Acclamé par le grand public depuis le succès commercial et critique de Drive, l’annonce d’un film d’horreur réalisé par Nicolas Winding Refn avait de quoi être excitante. Après tout, le bonhomme sait s’y prendre lorsqu’il s’agit de mettre en scène la violence : ses Pusher en sont la preuve comme le trop mésestimé Only God Forgives ou encore Valhalla Rising. Cette fois,  terminé les personnages masculins principaux typiques des films de Refn, ici, en dehors de Keanu Reeves et Karl Glusman (apparaissant peu à l’écran finalement), les femmes sont au premier plan. Elle Fanning, Jena Malone, Abbey Lee ou encore Bella Heathcote constituent le plus gros du casting. Alors The Neon Demon, on aime ou on aime pas ?
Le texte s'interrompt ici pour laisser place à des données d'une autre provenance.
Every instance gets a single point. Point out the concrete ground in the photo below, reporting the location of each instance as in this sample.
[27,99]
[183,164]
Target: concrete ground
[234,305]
Ce qui saute au yeux dès les premières minutes, c’est ce petit logo en bas du titre : « NWR ». Nicolas Winding Refn est devenu une marque à part entière. Tous les projets rattachés à son nom suscitent la curiosité des cinéphiles (comme Manic Cop ou Mais qu’avez-vous fait à Solange ?) et sert souvent à vendre un certain esthétisme adopté depuis Drive. Le documentaire My Life Directed By NWR le montre parfaitement… le succès de Drive a crée un personnage à la fois conscient de la curiosité que son nom suscite et en joue avec une certaine arrogance mais également un homme en proie aux doutes, aux interrogations. Cet esthétisme est à son paroxysme dans The Neon Demon. Des néons, des plans fixes très longs pendant lesquels les protagonistes se fixent plusieurs secondes sans dire un mot, des scènes oniriques… Tout ce qui défile sous les yeux du spectateur ressemble à une mauvaise parodie du style récent de Refn.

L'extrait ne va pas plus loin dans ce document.